View-obstruction problems. II

Abstract:

Let ${S^n}$ denote the region $0 < {x_i} < \infty (i = 1,2, \ldots ,n)$ of $n$-dimensional Euclidean space ${E^n}$. Suppose $C$ is a closed convex body in ${E^n}$ which contains the origin as an interior point.

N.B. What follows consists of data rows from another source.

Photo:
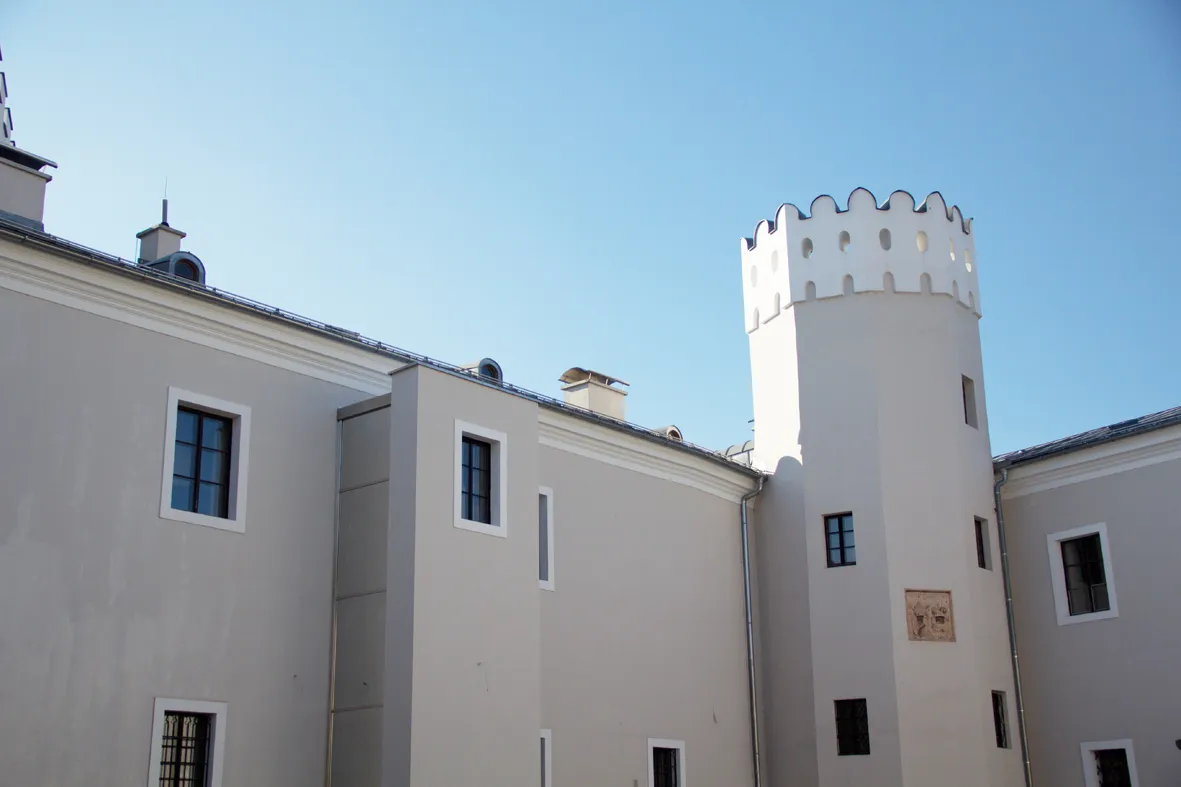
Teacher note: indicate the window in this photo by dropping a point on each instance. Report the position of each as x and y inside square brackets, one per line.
[1000, 720]
[1082, 559]
[188, 743]
[1081, 572]
[207, 446]
[983, 548]
[481, 479]
[201, 464]
[666, 762]
[546, 538]
[477, 480]
[547, 758]
[852, 727]
[842, 551]
[969, 390]
[1109, 763]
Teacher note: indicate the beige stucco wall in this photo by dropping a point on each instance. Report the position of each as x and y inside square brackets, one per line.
[1102, 680]
[644, 635]
[862, 396]
[105, 605]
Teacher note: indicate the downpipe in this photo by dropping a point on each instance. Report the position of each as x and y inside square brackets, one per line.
[750, 637]
[1012, 626]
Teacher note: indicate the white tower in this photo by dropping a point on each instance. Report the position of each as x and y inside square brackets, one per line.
[869, 409]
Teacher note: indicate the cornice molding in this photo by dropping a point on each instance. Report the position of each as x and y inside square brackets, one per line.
[571, 434]
[1095, 462]
[190, 317]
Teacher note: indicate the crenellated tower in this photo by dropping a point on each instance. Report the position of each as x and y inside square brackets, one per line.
[869, 411]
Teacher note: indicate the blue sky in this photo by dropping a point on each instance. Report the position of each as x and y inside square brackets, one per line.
[565, 183]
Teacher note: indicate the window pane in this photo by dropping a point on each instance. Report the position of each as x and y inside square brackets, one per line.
[182, 494]
[210, 499]
[187, 427]
[183, 461]
[215, 433]
[542, 539]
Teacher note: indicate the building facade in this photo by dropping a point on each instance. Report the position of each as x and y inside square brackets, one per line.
[243, 547]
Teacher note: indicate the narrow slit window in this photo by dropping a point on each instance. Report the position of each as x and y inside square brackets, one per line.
[983, 547]
[1000, 720]
[969, 389]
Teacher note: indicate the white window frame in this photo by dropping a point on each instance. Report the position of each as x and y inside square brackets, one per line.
[548, 494]
[666, 743]
[500, 480]
[239, 460]
[1058, 574]
[1090, 771]
[548, 736]
[219, 710]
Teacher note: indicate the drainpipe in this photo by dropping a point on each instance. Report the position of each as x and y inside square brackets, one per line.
[1012, 626]
[750, 636]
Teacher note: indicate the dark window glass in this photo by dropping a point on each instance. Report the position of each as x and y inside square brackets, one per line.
[476, 481]
[1000, 719]
[842, 548]
[1113, 767]
[665, 767]
[201, 463]
[542, 539]
[852, 727]
[982, 544]
[1082, 561]
[184, 749]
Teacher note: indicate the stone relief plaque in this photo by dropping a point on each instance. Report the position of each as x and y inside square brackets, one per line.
[928, 616]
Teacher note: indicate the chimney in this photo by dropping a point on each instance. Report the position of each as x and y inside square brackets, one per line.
[21, 180]
[594, 391]
[158, 241]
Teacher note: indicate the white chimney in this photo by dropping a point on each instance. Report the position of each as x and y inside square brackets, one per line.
[594, 391]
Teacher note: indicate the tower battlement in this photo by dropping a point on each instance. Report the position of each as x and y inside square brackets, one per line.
[896, 247]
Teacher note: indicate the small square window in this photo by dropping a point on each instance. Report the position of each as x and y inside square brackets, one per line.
[188, 743]
[546, 538]
[1000, 720]
[1109, 763]
[852, 727]
[1081, 572]
[983, 547]
[206, 461]
[969, 390]
[666, 762]
[481, 479]
[839, 541]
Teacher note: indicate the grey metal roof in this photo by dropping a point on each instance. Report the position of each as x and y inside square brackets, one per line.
[125, 267]
[1161, 420]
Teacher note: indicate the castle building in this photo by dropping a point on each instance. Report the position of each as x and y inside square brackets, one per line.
[239, 546]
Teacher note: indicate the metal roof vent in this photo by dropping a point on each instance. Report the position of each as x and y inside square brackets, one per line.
[485, 368]
[595, 391]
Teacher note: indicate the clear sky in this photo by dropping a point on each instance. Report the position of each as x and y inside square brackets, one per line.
[565, 183]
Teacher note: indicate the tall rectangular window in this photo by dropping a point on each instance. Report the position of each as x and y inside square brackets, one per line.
[665, 771]
[969, 390]
[852, 727]
[546, 538]
[842, 550]
[476, 475]
[1000, 719]
[1082, 563]
[201, 462]
[186, 749]
[983, 548]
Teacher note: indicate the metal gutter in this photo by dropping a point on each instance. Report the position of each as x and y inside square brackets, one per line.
[1012, 628]
[125, 267]
[750, 637]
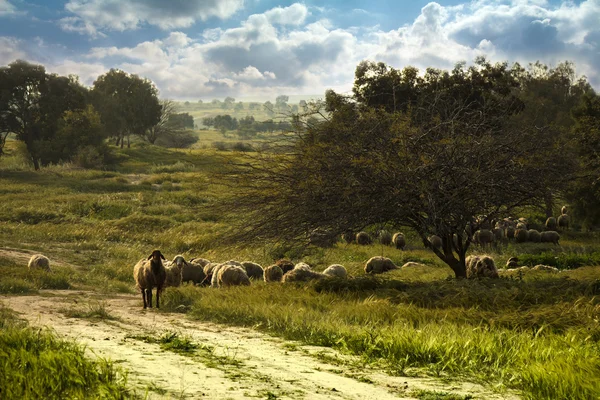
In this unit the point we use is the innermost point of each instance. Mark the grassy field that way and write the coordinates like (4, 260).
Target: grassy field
(536, 332)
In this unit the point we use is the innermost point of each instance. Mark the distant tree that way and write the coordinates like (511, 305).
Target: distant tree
(268, 107)
(430, 152)
(281, 102)
(32, 104)
(127, 104)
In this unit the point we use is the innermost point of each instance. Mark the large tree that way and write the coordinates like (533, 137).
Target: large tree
(429, 152)
(127, 104)
(32, 104)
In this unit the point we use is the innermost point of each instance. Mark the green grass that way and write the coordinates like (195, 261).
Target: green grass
(535, 332)
(35, 364)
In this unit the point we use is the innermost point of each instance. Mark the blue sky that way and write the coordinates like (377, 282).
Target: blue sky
(204, 49)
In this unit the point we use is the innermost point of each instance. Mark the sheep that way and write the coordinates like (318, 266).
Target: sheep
(547, 268)
(481, 266)
(549, 237)
(174, 270)
(285, 265)
(39, 261)
(379, 265)
(512, 262)
(336, 270)
(363, 238)
(533, 236)
(193, 271)
(551, 224)
(563, 221)
(435, 241)
(399, 240)
(303, 265)
(214, 280)
(412, 264)
(385, 238)
(232, 275)
(521, 235)
(148, 274)
(200, 261)
(253, 270)
(273, 273)
(301, 275)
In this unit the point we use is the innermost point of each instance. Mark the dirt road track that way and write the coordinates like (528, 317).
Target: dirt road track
(235, 363)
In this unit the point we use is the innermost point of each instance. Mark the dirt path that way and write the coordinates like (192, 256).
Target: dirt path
(232, 363)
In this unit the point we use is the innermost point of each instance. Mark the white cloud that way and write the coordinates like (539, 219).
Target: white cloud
(292, 15)
(92, 16)
(6, 8)
(10, 50)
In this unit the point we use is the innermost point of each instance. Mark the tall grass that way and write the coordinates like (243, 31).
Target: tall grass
(36, 364)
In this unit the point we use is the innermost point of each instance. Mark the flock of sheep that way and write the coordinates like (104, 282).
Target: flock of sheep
(156, 272)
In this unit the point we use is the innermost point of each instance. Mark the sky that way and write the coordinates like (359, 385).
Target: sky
(206, 49)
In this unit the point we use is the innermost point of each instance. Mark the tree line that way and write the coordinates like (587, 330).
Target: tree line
(57, 118)
(440, 152)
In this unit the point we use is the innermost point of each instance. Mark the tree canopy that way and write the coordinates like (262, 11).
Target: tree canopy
(438, 152)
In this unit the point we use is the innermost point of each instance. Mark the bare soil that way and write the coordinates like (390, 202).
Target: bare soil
(233, 363)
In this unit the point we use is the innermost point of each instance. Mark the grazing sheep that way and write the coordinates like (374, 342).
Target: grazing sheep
(379, 265)
(39, 261)
(385, 238)
(148, 274)
(232, 275)
(174, 271)
(336, 270)
(303, 265)
(512, 262)
(200, 261)
(254, 270)
(193, 271)
(399, 240)
(481, 266)
(551, 224)
(363, 238)
(533, 236)
(285, 265)
(563, 221)
(412, 264)
(301, 275)
(273, 274)
(214, 280)
(549, 237)
(435, 241)
(547, 268)
(521, 235)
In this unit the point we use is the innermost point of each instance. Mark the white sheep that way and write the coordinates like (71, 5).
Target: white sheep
(148, 274)
(254, 270)
(336, 270)
(273, 273)
(232, 275)
(379, 265)
(39, 261)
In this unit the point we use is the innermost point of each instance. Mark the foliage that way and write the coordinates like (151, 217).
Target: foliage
(127, 104)
(431, 159)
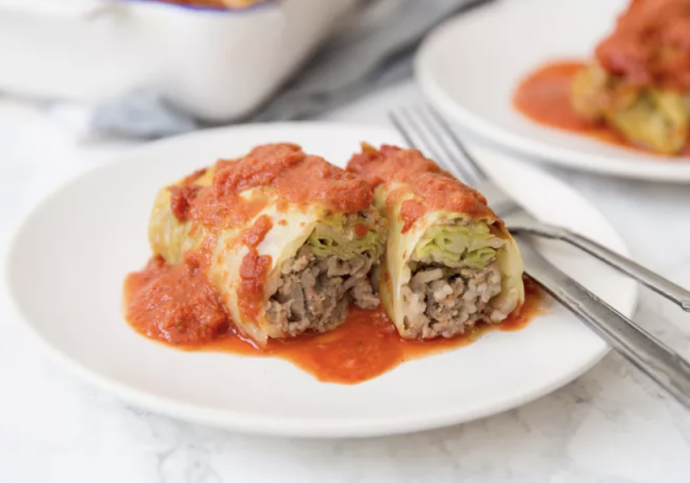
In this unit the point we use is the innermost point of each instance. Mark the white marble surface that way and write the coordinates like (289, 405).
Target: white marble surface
(611, 425)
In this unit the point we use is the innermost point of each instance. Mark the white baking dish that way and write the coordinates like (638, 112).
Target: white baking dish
(217, 64)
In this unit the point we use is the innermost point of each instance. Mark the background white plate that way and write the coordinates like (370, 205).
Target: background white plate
(68, 260)
(470, 67)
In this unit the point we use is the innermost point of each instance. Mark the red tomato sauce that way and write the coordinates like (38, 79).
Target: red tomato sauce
(434, 188)
(650, 44)
(176, 306)
(544, 97)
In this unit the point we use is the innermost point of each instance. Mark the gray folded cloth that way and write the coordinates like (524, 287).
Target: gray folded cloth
(374, 52)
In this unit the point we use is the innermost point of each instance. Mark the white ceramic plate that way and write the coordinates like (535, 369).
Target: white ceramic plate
(66, 266)
(470, 66)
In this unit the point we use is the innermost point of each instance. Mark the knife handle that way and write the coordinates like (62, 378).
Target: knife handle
(639, 347)
(646, 277)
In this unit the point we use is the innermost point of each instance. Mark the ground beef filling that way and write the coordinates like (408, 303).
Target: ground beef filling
(314, 292)
(443, 301)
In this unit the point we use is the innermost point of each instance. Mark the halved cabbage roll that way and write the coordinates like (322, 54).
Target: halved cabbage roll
(286, 239)
(449, 261)
(650, 117)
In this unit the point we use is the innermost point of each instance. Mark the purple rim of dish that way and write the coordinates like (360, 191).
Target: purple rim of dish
(250, 9)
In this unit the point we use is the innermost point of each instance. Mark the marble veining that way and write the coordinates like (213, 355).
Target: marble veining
(611, 425)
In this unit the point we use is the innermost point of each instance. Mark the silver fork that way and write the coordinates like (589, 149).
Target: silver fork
(424, 129)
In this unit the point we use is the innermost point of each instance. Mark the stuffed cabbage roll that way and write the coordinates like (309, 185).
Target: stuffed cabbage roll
(650, 117)
(449, 261)
(287, 240)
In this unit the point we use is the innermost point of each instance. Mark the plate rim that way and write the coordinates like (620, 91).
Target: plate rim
(531, 149)
(237, 421)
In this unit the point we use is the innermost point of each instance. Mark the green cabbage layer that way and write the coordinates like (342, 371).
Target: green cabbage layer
(468, 245)
(337, 236)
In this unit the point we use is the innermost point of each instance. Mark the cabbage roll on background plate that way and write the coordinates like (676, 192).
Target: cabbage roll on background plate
(287, 240)
(449, 262)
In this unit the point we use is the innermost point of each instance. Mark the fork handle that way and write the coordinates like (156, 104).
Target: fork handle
(646, 277)
(639, 347)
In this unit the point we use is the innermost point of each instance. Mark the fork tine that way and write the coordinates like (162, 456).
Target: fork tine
(452, 155)
(465, 157)
(416, 135)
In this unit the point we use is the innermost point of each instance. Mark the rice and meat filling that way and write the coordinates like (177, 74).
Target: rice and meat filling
(448, 301)
(445, 298)
(319, 283)
(314, 292)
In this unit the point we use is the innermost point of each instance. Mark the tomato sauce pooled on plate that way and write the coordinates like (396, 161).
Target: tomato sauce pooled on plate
(174, 305)
(544, 97)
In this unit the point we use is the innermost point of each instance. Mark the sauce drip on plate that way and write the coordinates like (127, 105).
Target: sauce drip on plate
(174, 305)
(544, 97)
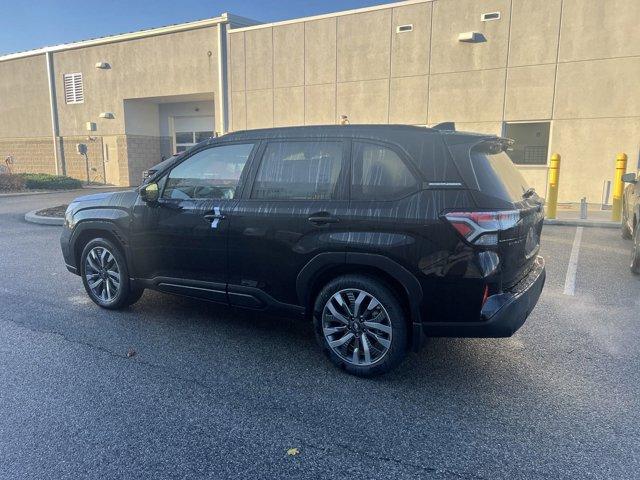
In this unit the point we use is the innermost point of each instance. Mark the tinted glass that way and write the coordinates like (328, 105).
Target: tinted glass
(200, 136)
(496, 173)
(210, 173)
(184, 137)
(379, 174)
(298, 170)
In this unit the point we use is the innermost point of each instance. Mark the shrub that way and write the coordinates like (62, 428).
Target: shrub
(11, 183)
(44, 181)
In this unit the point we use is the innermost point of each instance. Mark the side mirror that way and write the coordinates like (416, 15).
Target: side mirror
(150, 193)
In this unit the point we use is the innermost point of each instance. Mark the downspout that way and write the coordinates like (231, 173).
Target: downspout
(223, 100)
(53, 108)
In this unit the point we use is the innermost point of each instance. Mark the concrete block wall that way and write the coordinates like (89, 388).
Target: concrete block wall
(30, 155)
(574, 63)
(142, 152)
(76, 165)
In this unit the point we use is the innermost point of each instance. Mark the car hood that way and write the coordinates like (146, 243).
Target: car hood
(122, 198)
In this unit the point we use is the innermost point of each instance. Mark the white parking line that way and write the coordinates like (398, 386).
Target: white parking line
(570, 280)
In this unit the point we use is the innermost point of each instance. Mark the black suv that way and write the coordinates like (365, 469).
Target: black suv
(382, 234)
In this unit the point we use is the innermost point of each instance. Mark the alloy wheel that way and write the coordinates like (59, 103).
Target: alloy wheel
(356, 327)
(102, 274)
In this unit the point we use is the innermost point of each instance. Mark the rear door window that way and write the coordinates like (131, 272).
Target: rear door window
(378, 173)
(299, 170)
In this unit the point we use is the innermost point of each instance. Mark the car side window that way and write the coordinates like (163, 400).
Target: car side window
(378, 173)
(212, 173)
(298, 170)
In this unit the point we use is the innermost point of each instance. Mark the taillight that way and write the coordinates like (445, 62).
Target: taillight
(482, 228)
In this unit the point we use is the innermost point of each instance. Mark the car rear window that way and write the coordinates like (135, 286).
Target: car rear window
(496, 173)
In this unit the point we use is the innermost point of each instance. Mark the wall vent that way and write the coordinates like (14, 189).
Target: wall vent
(73, 88)
(486, 17)
(404, 28)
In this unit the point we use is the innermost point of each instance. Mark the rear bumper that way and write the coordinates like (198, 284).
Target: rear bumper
(502, 314)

Define $\alpha C$ for each real number $\alpha \geqslant 0$ to be the magnification of $C$ by the factor $\alpha$ and define $C + ({m_1}, \ldots ,{m_n})$ for each point $({m_1}, \ldots ,{m_n})$ in ${E^n}$ to be the translation of $C$ by the vector $({m_1}, \ldots ,{m_n})$. Define the point set $\Delta (C,\alpha )$ by $\Delta (C,\alpha ) = \{ \alpha C + ({m_1} + \frac {1} {2}, \ldots ,{m_n} + \frac {1} {2}):{m_1}, \ldots ,{m_n}$ nonnegative integers}. The view-obstruction problem for $C$ is the problem of finding the constant $K(C)$ defined to be the lower bound of those $\alpha$ such that any half-line $L$ given by ${x_i} = {a_i}t(i = 1,2, \ldots ,n)$, where the ${a_i}(1 \leqslant i \leqslant n)$ are positive real numbers, and the parameter $t$ runs through $[0,\infty )$, intersects $\Delta (C,\alpha )$. The paper considers the case where $C$ is the $n$-dimensional cube with side 1, and in this case the constant $K(C)$ is known for $n \leqslant 3$. The paper gives a new proof for the case $n = 3$. Unlike earlier proofs, this one could be extended to study the cases with $n \geqslant 4$.